Et le remède en Amérique (1).

 

 

      Tout animal qui ne meurt pas de mort subite périt par la fièvre. Cette fièvre paraît l’effet inévitable des liqueurs qui composent le sang, ou ce qui tient lieu de sang. C’est pourquoi les métaux, les minéraux, les marbres durent si longtemps, et les hommes si peu. La structure de tout animal prouve aux physiciens qu’il a dû, de tout temps, jouir d’une très courte vie. Les théologiens ont eu ou ont étalé d’autres sentiments. Ce n’est pas à nous d’examiner cette question. Les physiciens, les médecins, ont raison, in sensu humano ; et les théologiens ont raison in sensu divino. Il est dit au Deutéronome (Chap. XXVIII, V. 22) que « si les Juifs n’observent par la loi, ils tomberont dans la pauvreté, ils souffriront le froid et le chaud, et ils auront la fièvre. » Il n’y a jamais eu que le Deutéronome et le Médecin malgré lui (acte II, sc. 5) qui aient menacé les gens de leur donner la fièvre.

 

      Il paraît impossible que la fièvre ne soit pas un accident naturel à un corps animé, dans lequel circulent tant de liqueurs, comme il est impossible que ce corps animé ne soit point écrasé par la chute d’un rocher.

 

      Le sang fait la vie. C’est lui qui fournit à chaque viscère, à chaque membre, à la peau, à l’extrémité des poils et des ongles, les liqueurs, les humeurs qui leur sont propres.

 

      Ce sang, par lequel l’animal est en vie, est formé par le chyle. Ce chyle est envoyé de la mère à l’enfant dans la grossesse. Le lait de la nourrice produit ce même chyle, dès que l’enfant est né. Plus il se nourrit ensuite de différents aliments, plus ce chyle est sujet à s’aigrir. Lui seul formant le sang et ce sang étant composé de tant d’humeurs différentes si sujettes à se corrompre, ce sang circulant dans tout le corps humain plus de cinq cent cinquante fois en vingt-quatre heures avec la rapidité d’un torrent, il est étonnant que l’homme n’ait pas plus souvent la fièvre ; il est étonnant qu’il vive. A chaque articulation, à chaque glande, à chaque passage, il y a un danger de mort ; mais aussi il y a autant de secours que de dangers. Presque toute membrane s’élargit et se resserre selon le besoin. Toutes les veines ont des écluses qui s’ouvrent et qui se referment, qui donnent passage au sang, et qui s’opposent à un retour par lequel la machine serait détruite. Le sang, gonflé dans tous ses canaux, s’épure de lui-même : c’est un fleuve qui entraîne mille immondices, il s’en décharge par la transpiration, par les sueurs, par toutes les sécrétions, par toutes les évacuations. La fièvre est elle-même un secours ; elle est une guérison, quand elle ne tue pas.

 

      L’homme, par sa raison, accélère la cure, avec des amers et surtout du régime.

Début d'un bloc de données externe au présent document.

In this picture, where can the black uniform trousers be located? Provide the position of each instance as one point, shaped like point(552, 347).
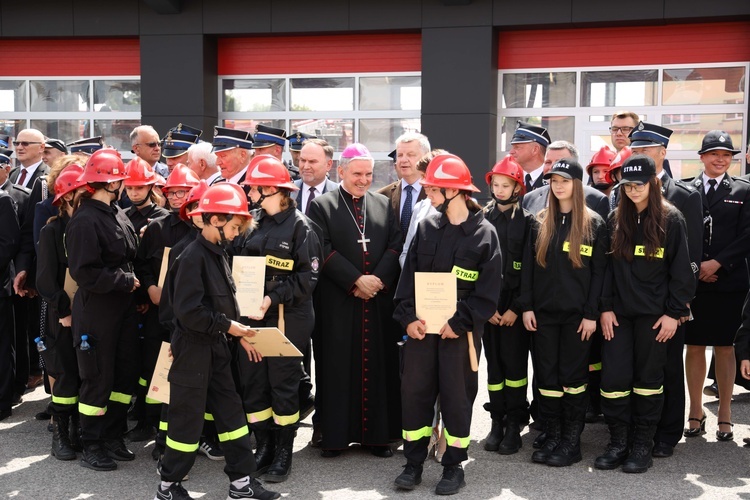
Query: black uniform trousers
point(507, 351)
point(61, 363)
point(270, 388)
point(201, 376)
point(633, 372)
point(670, 426)
point(562, 364)
point(435, 366)
point(108, 371)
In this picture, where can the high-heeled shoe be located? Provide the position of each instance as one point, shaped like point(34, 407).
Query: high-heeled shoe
point(695, 431)
point(725, 436)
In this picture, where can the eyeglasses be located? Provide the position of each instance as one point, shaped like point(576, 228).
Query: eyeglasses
point(175, 194)
point(638, 188)
point(624, 130)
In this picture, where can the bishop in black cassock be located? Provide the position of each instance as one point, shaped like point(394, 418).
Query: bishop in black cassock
point(357, 367)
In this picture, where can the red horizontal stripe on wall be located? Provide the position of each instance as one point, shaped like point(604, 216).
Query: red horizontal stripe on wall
point(625, 46)
point(71, 57)
point(320, 54)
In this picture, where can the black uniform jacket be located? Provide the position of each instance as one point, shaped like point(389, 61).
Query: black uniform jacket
point(292, 251)
point(513, 227)
point(51, 266)
point(726, 233)
point(559, 288)
point(663, 285)
point(101, 244)
point(470, 250)
point(203, 297)
point(10, 237)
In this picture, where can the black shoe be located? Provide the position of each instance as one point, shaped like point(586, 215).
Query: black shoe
point(662, 450)
point(252, 490)
point(381, 451)
point(452, 480)
point(141, 432)
point(174, 492)
point(96, 458)
point(711, 390)
point(539, 440)
point(410, 478)
point(117, 450)
point(511, 442)
point(492, 442)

Il prévient le retour des accès. Cette raison est un aviron avec lequel il peut courir quelque temps la mer de ce monde, quand la maladie ne l’engloutit pas.

 

      On demande comment la nature a pu abandonner les animaux, son ouvrage, à tant d’horribles maladies dont la fièvre est presque toujours la compagne ; comment et pourquoi tant de désordre avec tant d’ordre, la destruction partout à côté de la formation. Cette difficulté me donne souvent la fièvre ; mais je vous prie de lire les Lettres de Memnius (2) : peut-être vous soupçonnerez alors que l’incompréhensible artisan des mondes, des animaux, des végétaux, ayant tout fait pour le mieux, n’a pu faire mieux.

 

 

 

 

 

1 – Vers de Voltaire. Voyez l’Epître au roi de Prusse.